Signal Layer

Stream events arrive as a torrent — gmail, slack, gcal, omi, vexa, sure, plane, openclaw chats, vault edits. Most of them mean nothing on their own. The signal layer is where Alfred decides which of them mean something to Sir, and what should happen because of them.

What a signal is

A signal is the durable, normalised distillation of a single raw input. Where a stream event is a verbatim record (“an email arrived”, “Sir said this on the OMI”), a signal is the conclusion drawn from it: this is about that task, here is the effect, here is how confident I am. Each signal lives at vault/signal/<ts>-<hash>.md. Its frontmatter carries three load-bearing fields:

Field	Meaning
`target_kind` / `target_path`	The matter or task this signal concerns. Resolved by string-similarity ranking against the live vault. `None` when no existing record matches.
`effect`	What should happen. One of `mutation` (state change to an existing record), `action` (work needs doing — reply, send, schedule), `none` (informational or noise).
`effect_confidence` / `target_confidence`	Two independent confidences. The router uses each on a separate threshold so a clear effect against an ambiguous target still drains, but doesn’t fire blindly.

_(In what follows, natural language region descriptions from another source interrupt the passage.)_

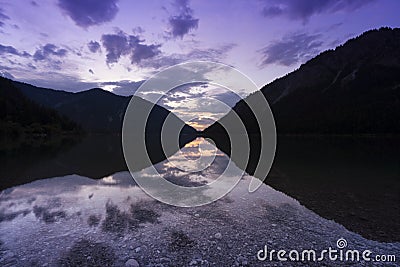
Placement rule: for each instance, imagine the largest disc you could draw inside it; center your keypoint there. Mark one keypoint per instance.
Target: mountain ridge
(353, 89)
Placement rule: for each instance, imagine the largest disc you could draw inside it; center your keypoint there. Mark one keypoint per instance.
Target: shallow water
(75, 220)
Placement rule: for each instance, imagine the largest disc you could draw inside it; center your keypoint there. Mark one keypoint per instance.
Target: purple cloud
(212, 53)
(303, 10)
(48, 50)
(3, 17)
(87, 13)
(6, 49)
(121, 44)
(291, 49)
(184, 22)
(94, 46)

The signal record also keeps a 200-character raw_quote of the originating event (packages/learn/src/activities/signals.py:209). That quote survives even after the underlying stream_event/ record is purged seven days later, so any future re-evaluation has ground truth to look at. The signal is the durable bridge between observation and action. The stream event is what came in. The signal is what Alfred decided it was. Everything downstream — mutation router, action router, audit, calibration — reads only the signal.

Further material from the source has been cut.